Possible Networking Program Design :: Winsock

kuphryn

Senior member
Jan 7, 2001
400
0
0
Hello.

I have an idea for a program I would like to design and implement using C++. This program will produce a list of websites based on what the user wants to search. For example, let say the user enters "c++ programming." The program will log onto Google.com and conduct a search for "c++ programming." It will browse all responses pages and save all websites into a text file (one line per website URL). One done, the user will have a list of relevant websites.


From an implementation perspective, is the program above simple enough using C++ and Winsock? I should be able to setup a socket to connect to a search engine such as Google and/or Yahoo. That is about all I know right now. I do not know how to gather the information after I have connected to, say, a website. Please include a possible implementation using Winsock if you know of one.

Thanks,
Kuphryn
 

Pakaderm

Senior member
Mar 8, 2001
519
0
0
This would be very easy to do. Look into using the WinInet library. It's a level of abstraction higher than Winsock.

-Pak
 

DaveSimmons

Elite Member
Aug 12, 2001
40,730
670
126
This is known as "scraping", writing code to extract info from web server pages.

Basically you do:

Http POST to fill out search box
buffer and process response page 1 (sets #pages or isMore flag)

while (isMore)
{
Http POST or GET to move to next result page
buffer and process response page X
}

though you'll also want a limit stop of say 500 results since there could be
hundreds or thousands of pages of results.

Use "view source" in a browser to figure out what to send to google and whether to use POST or GET for moving to the next page.

I think Google has a more direct API, but the above technique would work for any search engine, including ones for programming sites like CodeGuru

 

kuphryn

Senior member
Jan 7, 2001
400
0
0
Thanks.

Another member posted at CodeProject and Pakaderm mentioned the use of WinInet. Does the technique you described with the use of HTTP POST make use of Winsock or WinInet?

If WinInet, I have never heard of WinInet. Is that part of MFC and IE? The authors of the network programming (Windows) I am reading have not mentioned WinInet.

Kuphryn
 

DaveSimmons

Elite Member
Aug 12, 2001
40,730
670
126
POST and GET are standard web protocols, the "file formats" for info transfer to and from servers on the web.

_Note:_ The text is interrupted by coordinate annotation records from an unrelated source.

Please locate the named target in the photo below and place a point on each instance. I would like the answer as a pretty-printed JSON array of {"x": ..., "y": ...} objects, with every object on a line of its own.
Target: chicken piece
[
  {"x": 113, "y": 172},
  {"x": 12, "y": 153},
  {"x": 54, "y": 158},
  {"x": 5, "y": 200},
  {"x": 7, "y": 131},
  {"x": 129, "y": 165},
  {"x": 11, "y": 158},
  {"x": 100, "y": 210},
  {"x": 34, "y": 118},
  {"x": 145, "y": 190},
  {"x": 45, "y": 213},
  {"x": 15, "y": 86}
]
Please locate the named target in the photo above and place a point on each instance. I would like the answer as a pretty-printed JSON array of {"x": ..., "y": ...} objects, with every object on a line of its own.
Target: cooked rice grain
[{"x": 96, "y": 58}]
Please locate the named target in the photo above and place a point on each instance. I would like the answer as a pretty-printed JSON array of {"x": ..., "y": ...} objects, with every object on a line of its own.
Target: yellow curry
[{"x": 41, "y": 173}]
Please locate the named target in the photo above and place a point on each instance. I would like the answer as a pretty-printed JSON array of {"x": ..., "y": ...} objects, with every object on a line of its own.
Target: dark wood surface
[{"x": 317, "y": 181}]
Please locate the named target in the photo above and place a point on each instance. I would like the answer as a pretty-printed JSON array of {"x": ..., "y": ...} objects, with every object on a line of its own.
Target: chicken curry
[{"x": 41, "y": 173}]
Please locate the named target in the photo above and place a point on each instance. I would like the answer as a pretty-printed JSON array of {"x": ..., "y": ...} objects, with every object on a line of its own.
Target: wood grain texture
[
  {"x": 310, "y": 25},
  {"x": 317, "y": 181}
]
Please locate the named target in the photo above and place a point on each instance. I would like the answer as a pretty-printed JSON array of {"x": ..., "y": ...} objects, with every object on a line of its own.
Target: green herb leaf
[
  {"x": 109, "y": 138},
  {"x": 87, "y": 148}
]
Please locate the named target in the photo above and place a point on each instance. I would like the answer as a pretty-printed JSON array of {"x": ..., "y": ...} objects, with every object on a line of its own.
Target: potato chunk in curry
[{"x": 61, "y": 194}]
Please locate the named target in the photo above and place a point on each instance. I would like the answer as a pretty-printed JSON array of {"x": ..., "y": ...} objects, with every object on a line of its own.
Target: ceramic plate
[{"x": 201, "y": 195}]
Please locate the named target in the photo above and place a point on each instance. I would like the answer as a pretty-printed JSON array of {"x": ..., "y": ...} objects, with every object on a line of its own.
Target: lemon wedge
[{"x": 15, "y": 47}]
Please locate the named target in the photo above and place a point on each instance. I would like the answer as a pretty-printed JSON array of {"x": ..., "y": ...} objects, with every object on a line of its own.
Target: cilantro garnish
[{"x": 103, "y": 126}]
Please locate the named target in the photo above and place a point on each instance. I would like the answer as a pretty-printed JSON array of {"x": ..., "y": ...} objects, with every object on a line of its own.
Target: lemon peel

The simplest GET is to connect to a web server on port 80 and send this with winsock:

GET / HTTP/1.0

which would request "/" (the index page from the server.

Connect to the Anandtech main site on port 80, then send this to request page 1 of the 845 motherboard roundup:

GET /mb/showdoc.html?i=1567 HTTP/1.0


Wininet (as msdn.com will tell you) is a layer on top of winsock that has functions to do some of this for you, such as doing a GET by just passing the server and "/mb/showdoc.html?i=1567" to a function.